By flyingbadger on 15 Jun 2011

You could always try Project Gutenberg if the book is more than 50 years old:

http://www.gutenberg.org/wiki/Main_Page

By lokash20 on 15 Jun 2011

...

According to US copyright law, that is.

By lokash20 on 15 Jun 2011

Strange Expectations

Morally, e-books should always be cheaper than paper books, because of the obvious differences in production costs. But our system is not run on morals. As with everything, publishers will charge what they think they can get people to pay. I am not at all surprised to see some e-books being more expensive than paper ones, it's a relatively wealthy market to tap into (at least for now). But even if we ignore economics and consider the moral argument, it is important to remember what we are buying. Yes, to some extent, we are buying a bundle of paper or an electronic file. But it's the content we're really interested in. We're paying for the intellectual property and the publishing structure that surrounds it much more than the format it is produced on. I suspect the difference in publishing method actually doesn't make much difference, certainly the difference in production costs between a hardback and softback is small, what you pay for with a hardback is purely advanced access, which can be a high premium indeed. I find it worrying how easily people forget that behind every book (or song, or film) are people who have spent a long time working on it.

By Peter_Tennant on 15 Jun 2011

Whoops!

Apologies for double posting, my phone reloaded the webpage many hours later, and in doing so reposted my message. I would delete the second entry, but I can't...

By Peter_Tennant on 15 Jun 2011

"Don't you find it hugely disappointing that a few kB of data is similarly priced to a paper book"

And of course, the eBook just magics itself into existence.

By Lacrobat on 15 Jun 2011

Pure greed

Ok, here we go again. There are tons of websites that show the breakdown of book cost, and yet people still fall for this. Now look at these figures:

Royalties, i.e. the actual creation of the content typically 8-15% (let's say 10% on average).

Publisher costs: Pre-production (editing, proof reading, cover art / illustrations, marketing) + Royalties + Printing (10% of the book price) + Publisher Profit = around 40-50% of the book price.

Remaining 50-60% is swallowed by Distributors & Retailers (warehousing, packing, shipping, inventory, shelf space, staff, returned books, etc).
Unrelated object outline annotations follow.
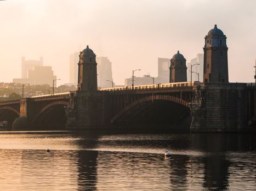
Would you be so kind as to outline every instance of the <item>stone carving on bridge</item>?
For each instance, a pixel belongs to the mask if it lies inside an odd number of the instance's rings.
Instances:
[[[201,86],[196,86],[196,89],[193,91],[192,106],[201,106],[202,105],[202,92],[201,91]]]
[[[75,98],[75,93],[70,93],[70,99],[67,106],[65,107],[65,111],[67,119],[67,126],[72,125],[76,118],[76,110],[75,109],[76,106],[76,99]]]

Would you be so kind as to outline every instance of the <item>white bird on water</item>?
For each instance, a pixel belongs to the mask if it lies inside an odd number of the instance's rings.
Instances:
[[[169,152],[169,151],[166,151],[166,153],[164,153],[164,157],[170,157],[170,153]]]

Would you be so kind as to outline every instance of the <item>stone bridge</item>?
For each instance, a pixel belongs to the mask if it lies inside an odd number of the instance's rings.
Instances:
[[[1,102],[0,121],[17,130],[124,126],[246,130],[254,128],[255,92],[255,86],[239,83],[76,91]]]

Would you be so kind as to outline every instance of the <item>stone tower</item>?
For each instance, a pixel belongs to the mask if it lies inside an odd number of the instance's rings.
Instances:
[[[170,59],[170,83],[187,81],[186,59],[178,51]]]
[[[80,52],[79,57],[78,90],[96,91],[98,85],[96,55],[87,45],[86,49]]]
[[[226,35],[215,25],[214,28],[209,31],[204,39],[204,82],[228,82]]]

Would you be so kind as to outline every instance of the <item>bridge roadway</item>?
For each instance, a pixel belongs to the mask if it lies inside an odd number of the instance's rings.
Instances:
[[[190,86],[101,91],[98,91],[98,93],[102,95],[100,99],[104,99],[104,102],[107,103],[106,104],[107,120],[113,123],[115,121],[113,118],[116,120],[117,116],[121,116],[120,112],[123,113],[129,107],[130,108],[132,104],[139,104],[148,101],[166,100],[189,107],[189,102],[192,97],[192,88]],[[77,92],[66,92],[54,96],[44,95],[0,102],[0,121],[8,121],[10,128],[14,121],[20,118],[19,121],[16,122],[14,126],[14,129],[16,130],[39,130],[44,128],[63,129],[66,121],[65,108],[69,105],[71,94],[75,97]]]
[[[9,129],[58,130],[147,123],[170,126],[192,116],[194,131],[232,131],[232,127],[241,130],[248,122],[254,128],[255,86],[198,85],[199,91],[194,85],[76,91],[3,101],[0,121],[8,121]]]

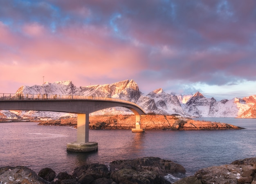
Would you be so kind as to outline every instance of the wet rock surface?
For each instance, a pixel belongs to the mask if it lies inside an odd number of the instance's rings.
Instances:
[[[38,173],[25,166],[0,168],[0,184],[256,184],[256,157],[235,161],[229,164],[204,168],[194,175],[178,181],[185,168],[157,157],[113,161],[108,164],[92,164],[76,168],[72,175],[49,168]],[[54,177],[53,178],[53,176]]]
[[[0,168],[2,184],[169,184],[166,175],[181,175],[185,173],[181,165],[156,157],[117,160],[109,164],[91,164],[75,169],[70,175],[45,168],[38,175],[26,167]],[[43,179],[42,177],[44,179]]]
[[[230,164],[202,168],[175,184],[256,184],[256,157],[236,160]]]
[[[0,184],[49,184],[36,173],[23,166],[0,168]]]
So more than 50% of the paper book cost doesn't even apply to e-books, and some people still try and justify the identical prices.

By Lomskij on 16 Jun 2011

Pricing...

Lomskij -
Don't forget that every eBook attracts VAT at 20%, where paper books are VAT-free. In the light of that bizarre inconsistency I think it's a more than little unfair to label the big eBook retailers greedy. In fact, I think it's remarkable that eBooks are as cheap as they are right now.

Jonathan Bray,
Reviews editor,
PC Pro.

By JonBray on 16 Jun 2011

Are you serious?

@Lomskij

'So more than 50% of the paper book cost doesn't even apply to e-books'

So you think that all the hardware, infrastructure and software that is needed for electronic distribution comes for free?
Interesting...

By Steve_Adey on 16 Jun 2011

ebook copies of older titles require a lot of additional work

Anything pre-dating the computer based word processor (even if typed on a computer originally it may still need converting into a distributable format) needs digitising.

The fact is that a lot of these 'more expensive' books will have to have been physically scanned in and proof read for errors, converted into a format suitable for different screen sizes and capabilities. That is in addition to the previously mentioned hosting and infrastructure costs.

While I have some classics as ebooks from Gutenberg Project I still much prefer to read a paper version.

As for the library loan copy being 'out' at least it carries on with tradition lol.

By mr_chips on 17 Jun 2011

Almost no one steals library books

Well, almost no one - and I'm talking outside the libary. But Kindles do get stolen. And while I think a thief can be prevented from buying new books for a stolen machine, that doesn't get the machine back.

In any case, I prefer to read the paper version.